Warily, he explored the ghost town; taking regular rests and sips from
his water bottle. He was beginning to feel hungry again and he knew he would
have to risk raiding Bluto’s supplies. He found a place to sleep, and he took a
freshly filled water bottle and a packet of crackers with him. He settled down.
The sun shining through a hole in the roof woke him; he drank more water
and peered out into the street below him.
There was no sign of anyone else so he risked going down to the saloon
to replenish his supplies. He found an old back pack with a big drinking gourd which
he filled with fresh water; he stashed the remains of the crackers in the pack
and hoisted it onto his shoulder; ignoring the chafing on his raw skin. He was
about to step out into the blazing sun when he heard the engine. He scuttled out of the back of the saloon and
into his hiding place – a big old barrel that had been set to catch precious
rainwater if and when the rains came.
The pickup rumbled into town and stopped outside the saloon. Starsky
could hear footsteps. Two people; the heavy tread had to be the man he still
thought of as Bluto, but the other footsteps were lighter. A woman’s voice
confirmed what he had already understood.
“Are you sure no-one ever comes here?”
“Sure. I can leave my stuff here for months and when I come back it’s
all where I left it.” The footsteps crossed the salon room. “Damn!”
“What?” She sounded alarmed.
“Someone has been here; my old back pack is gone.”
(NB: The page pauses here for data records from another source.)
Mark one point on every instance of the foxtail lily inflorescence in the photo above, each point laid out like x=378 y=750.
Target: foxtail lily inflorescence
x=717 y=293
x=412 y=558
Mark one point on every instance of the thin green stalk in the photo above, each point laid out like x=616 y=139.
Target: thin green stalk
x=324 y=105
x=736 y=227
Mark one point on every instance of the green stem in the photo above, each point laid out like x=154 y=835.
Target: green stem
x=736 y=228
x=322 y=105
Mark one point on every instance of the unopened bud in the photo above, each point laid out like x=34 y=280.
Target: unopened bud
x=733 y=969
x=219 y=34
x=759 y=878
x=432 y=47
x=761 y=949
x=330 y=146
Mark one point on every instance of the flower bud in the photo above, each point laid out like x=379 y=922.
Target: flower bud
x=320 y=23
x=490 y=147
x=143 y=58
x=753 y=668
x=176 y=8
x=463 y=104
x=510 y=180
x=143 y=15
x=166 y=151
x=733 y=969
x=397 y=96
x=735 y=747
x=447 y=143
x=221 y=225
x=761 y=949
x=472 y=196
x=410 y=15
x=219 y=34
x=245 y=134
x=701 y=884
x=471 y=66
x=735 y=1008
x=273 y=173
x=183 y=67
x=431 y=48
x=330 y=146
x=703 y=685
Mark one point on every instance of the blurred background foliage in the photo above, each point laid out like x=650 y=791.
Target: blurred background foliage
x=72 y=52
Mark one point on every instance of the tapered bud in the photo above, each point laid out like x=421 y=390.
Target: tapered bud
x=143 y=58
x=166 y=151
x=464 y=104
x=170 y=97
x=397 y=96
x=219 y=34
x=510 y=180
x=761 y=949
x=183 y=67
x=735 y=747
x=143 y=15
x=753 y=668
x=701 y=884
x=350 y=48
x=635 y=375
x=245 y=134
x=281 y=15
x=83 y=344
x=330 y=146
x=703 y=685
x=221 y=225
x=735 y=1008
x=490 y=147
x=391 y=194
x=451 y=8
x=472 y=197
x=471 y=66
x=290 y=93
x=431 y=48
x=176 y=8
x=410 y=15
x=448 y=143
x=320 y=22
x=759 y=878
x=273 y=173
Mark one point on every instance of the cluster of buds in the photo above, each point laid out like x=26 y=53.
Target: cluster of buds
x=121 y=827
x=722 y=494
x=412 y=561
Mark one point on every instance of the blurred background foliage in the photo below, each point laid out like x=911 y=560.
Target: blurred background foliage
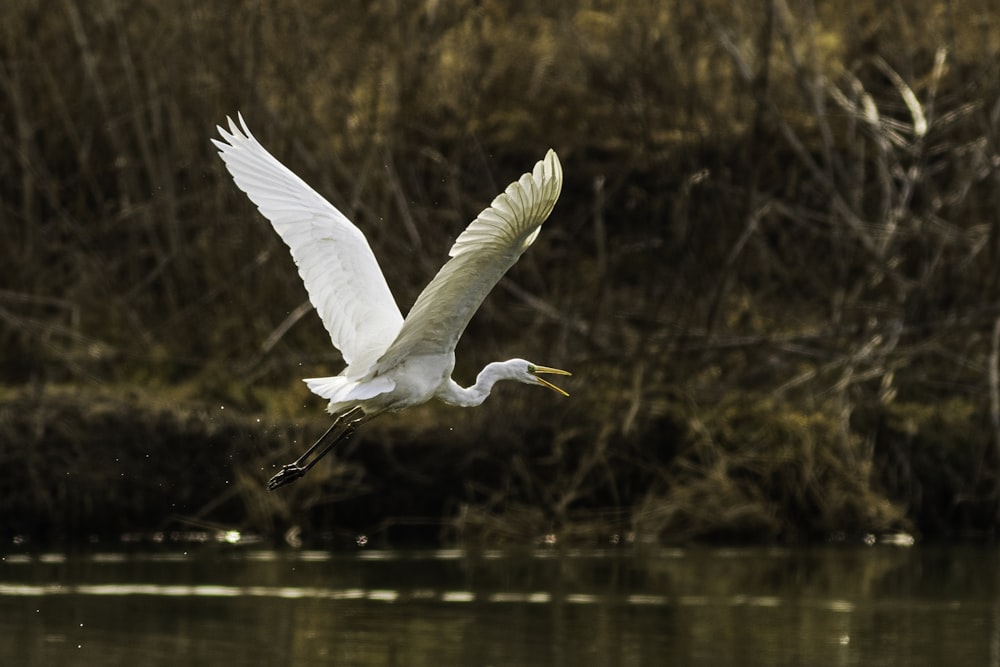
x=773 y=268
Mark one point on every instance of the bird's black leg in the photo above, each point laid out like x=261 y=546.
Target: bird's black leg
x=343 y=426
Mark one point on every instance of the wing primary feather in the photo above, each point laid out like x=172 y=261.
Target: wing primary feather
x=335 y=261
x=480 y=256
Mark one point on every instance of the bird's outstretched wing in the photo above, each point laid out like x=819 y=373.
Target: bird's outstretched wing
x=340 y=272
x=489 y=246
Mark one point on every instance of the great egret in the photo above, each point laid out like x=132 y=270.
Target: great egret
x=392 y=363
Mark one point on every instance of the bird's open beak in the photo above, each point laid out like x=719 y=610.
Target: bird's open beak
x=535 y=370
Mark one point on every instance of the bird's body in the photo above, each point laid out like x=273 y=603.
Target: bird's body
x=392 y=363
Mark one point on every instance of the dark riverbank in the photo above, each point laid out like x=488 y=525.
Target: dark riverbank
x=774 y=269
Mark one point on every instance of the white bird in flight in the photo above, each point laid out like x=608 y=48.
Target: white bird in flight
x=392 y=363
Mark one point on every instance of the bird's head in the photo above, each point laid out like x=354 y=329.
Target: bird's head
x=529 y=373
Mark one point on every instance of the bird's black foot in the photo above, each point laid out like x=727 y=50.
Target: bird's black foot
x=288 y=474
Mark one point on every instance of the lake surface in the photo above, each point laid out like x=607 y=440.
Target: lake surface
x=879 y=605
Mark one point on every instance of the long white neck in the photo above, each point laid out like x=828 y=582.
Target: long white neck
x=469 y=397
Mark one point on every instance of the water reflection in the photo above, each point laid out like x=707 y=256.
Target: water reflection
x=879 y=606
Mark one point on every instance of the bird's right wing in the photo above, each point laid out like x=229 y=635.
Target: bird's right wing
x=340 y=272
x=489 y=246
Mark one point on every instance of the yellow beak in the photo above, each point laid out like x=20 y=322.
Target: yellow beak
x=535 y=370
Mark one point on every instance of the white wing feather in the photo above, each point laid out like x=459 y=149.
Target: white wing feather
x=489 y=246
x=340 y=272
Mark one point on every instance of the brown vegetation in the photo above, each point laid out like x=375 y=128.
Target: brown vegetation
x=774 y=268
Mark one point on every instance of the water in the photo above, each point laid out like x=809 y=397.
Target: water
x=831 y=606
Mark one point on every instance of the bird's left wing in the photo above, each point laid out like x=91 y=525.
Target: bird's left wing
x=340 y=272
x=489 y=246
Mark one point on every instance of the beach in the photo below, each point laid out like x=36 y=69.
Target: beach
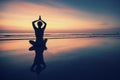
x=66 y=59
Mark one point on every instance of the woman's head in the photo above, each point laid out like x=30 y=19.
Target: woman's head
x=39 y=24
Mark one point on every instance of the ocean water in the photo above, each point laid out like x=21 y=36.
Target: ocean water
x=29 y=36
x=70 y=56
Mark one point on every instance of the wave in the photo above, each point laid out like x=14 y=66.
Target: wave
x=31 y=36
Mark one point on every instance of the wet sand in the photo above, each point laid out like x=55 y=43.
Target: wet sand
x=66 y=59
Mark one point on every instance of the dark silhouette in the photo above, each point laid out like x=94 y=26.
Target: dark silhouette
x=39 y=31
x=39 y=46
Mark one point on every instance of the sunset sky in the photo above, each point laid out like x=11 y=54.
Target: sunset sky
x=60 y=15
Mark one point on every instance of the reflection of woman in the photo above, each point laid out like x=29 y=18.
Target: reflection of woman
x=39 y=31
x=38 y=64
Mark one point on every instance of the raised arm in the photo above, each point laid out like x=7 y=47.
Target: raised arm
x=33 y=24
x=44 y=24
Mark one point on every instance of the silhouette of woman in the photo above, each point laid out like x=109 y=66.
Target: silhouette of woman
x=39 y=32
x=39 y=46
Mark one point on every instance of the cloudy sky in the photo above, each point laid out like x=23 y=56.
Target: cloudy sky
x=60 y=15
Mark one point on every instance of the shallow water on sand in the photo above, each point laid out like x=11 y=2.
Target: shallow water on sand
x=66 y=59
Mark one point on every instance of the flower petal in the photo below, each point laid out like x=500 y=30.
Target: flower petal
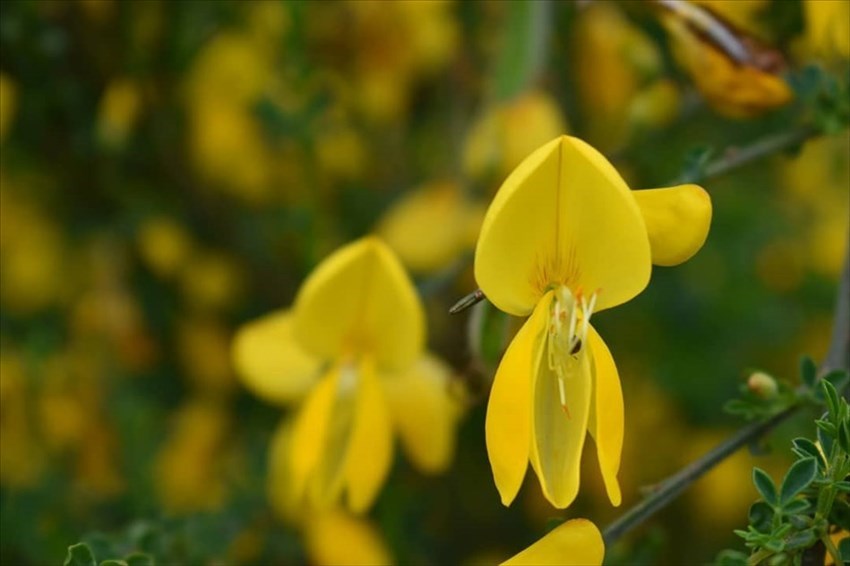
x=606 y=422
x=310 y=434
x=279 y=481
x=508 y=425
x=269 y=361
x=425 y=413
x=519 y=226
x=558 y=436
x=334 y=537
x=563 y=216
x=360 y=298
x=677 y=220
x=574 y=543
x=371 y=450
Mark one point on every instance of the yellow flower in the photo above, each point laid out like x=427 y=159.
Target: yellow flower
x=577 y=542
x=565 y=237
x=357 y=321
x=408 y=226
x=738 y=76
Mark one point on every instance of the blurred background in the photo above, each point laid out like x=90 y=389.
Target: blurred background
x=172 y=170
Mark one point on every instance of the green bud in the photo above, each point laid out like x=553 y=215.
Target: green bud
x=762 y=385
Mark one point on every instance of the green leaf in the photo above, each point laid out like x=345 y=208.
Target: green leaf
x=831 y=396
x=838 y=378
x=808 y=371
x=805 y=448
x=826 y=432
x=798 y=478
x=803 y=539
x=775 y=545
x=79 y=555
x=765 y=486
x=844 y=549
x=844 y=437
x=731 y=558
x=796 y=506
x=139 y=559
x=840 y=513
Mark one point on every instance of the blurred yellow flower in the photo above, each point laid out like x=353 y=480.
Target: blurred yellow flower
x=8 y=103
x=358 y=321
x=203 y=349
x=118 y=111
x=508 y=131
x=617 y=68
x=574 y=543
x=408 y=227
x=737 y=76
x=189 y=469
x=335 y=537
x=331 y=535
x=397 y=42
x=563 y=238
x=828 y=26
x=33 y=262
x=21 y=458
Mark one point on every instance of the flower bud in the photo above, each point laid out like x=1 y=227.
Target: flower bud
x=762 y=385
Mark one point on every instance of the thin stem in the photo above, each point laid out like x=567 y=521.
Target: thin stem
x=830 y=548
x=734 y=157
x=675 y=484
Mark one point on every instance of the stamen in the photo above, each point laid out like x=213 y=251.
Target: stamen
x=566 y=342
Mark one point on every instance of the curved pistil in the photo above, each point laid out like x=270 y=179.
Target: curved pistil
x=569 y=321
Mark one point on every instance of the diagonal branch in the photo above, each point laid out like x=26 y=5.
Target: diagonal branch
x=669 y=489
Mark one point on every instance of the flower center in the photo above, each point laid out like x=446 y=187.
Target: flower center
x=569 y=320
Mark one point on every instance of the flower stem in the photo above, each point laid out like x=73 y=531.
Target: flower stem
x=734 y=157
x=831 y=549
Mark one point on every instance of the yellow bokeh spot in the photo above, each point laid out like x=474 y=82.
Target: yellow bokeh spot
x=507 y=132
x=189 y=470
x=409 y=225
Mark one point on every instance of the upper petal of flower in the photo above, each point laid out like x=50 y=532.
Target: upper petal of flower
x=677 y=220
x=360 y=299
x=574 y=543
x=606 y=421
x=425 y=412
x=508 y=425
x=564 y=216
x=270 y=362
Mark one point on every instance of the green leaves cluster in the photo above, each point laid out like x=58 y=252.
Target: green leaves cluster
x=753 y=406
x=799 y=515
x=825 y=97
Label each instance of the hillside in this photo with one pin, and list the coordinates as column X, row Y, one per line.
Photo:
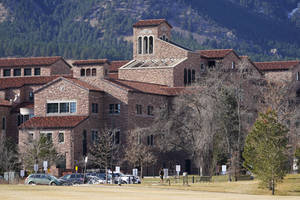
column 263, row 29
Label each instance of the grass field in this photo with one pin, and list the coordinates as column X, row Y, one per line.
column 219, row 189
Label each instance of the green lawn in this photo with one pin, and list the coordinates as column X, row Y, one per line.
column 290, row 185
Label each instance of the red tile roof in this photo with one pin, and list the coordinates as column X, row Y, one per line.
column 115, row 65
column 149, row 88
column 53, row 122
column 33, row 61
column 150, row 22
column 276, row 65
column 4, row 102
column 215, row 53
column 90, row 62
column 18, row 82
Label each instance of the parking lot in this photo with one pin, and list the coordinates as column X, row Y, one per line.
column 112, row 192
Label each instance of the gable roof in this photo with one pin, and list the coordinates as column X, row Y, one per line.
column 17, row 82
column 32, row 61
column 4, row 102
column 54, row 122
column 90, row 62
column 151, row 22
column 215, row 53
column 74, row 81
column 276, row 65
column 149, row 88
column 115, row 65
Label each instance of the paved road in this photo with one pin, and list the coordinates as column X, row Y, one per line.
column 21, row 192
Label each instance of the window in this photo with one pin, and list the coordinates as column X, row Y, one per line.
column 94, row 72
column 150, row 110
column 82, row 72
column 150, row 45
column 88, row 72
column 6, row 72
column 150, row 140
column 94, row 136
column 193, row 75
column 233, row 65
column 31, row 96
column 145, row 43
column 37, row 71
column 61, row 137
column 140, row 45
column 94, row 108
column 27, row 72
column 139, row 109
column 117, row 137
column 114, row 108
column 17, row 72
column 185, row 76
column 61, row 107
column 3, row 123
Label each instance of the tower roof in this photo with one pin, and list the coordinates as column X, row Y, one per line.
column 151, row 22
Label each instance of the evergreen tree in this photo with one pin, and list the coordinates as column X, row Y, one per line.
column 265, row 151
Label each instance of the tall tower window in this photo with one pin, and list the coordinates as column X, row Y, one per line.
column 145, row 43
column 150, row 45
column 140, row 45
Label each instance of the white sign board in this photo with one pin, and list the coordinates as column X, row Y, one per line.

“Maybe a hobo passed through.”
“Yea, well I guess I won’t miss it.”
“Show me where he is.”
Starsky heard them walk out of the place and the engine started
again. He climbed out of his barrel and
slipped to a vantage point at the corner of the building. When he saw Bluto’s
passenger he knew that he was in deep, deep trouble.
He sat in the dirt and considered his best route out of here before they
came back to look for him.
Chapter Fourteen
The last thing Dobey wanted right now was an investigator from IA in his
office. But since he didn’t have a magic lamp there was no point in wishing he
wasn’t here. He tried to keep calm but he was never too happy when his men were
being called into question.
“Look at it from our angle, Dobey.
Starsky has a doubtful background.
OK his father was a cop in New York but the kid did most of his growing
up here; brought up by Al Kauffman who just happens to be a very old friend of
Goldberg. And one of Goldberg’s most faithful soldiers is none other than
Harvey Goldberg. And Harvey used to be one half of a team known in the
underworld as the Persuaders. And the other half of the team….”
Dobey had heard enough. He thumped a fat fist on the desk and leaned
forward to eyeball the IA office whose name he already wanted to forget.
“I know about Starsky’s past. Chief Ryan knows about Starsky’s
past. We also know what he has on his
files here. He came into the force as
one of the best graduates from the Academy,” Dobey opened the file in front of
him and found the page he needed. He pushed it towards the other man. “Read it;
it’s the class list. I see Starsky and
Hutch up at the top there; and I see your name right down near the bottom.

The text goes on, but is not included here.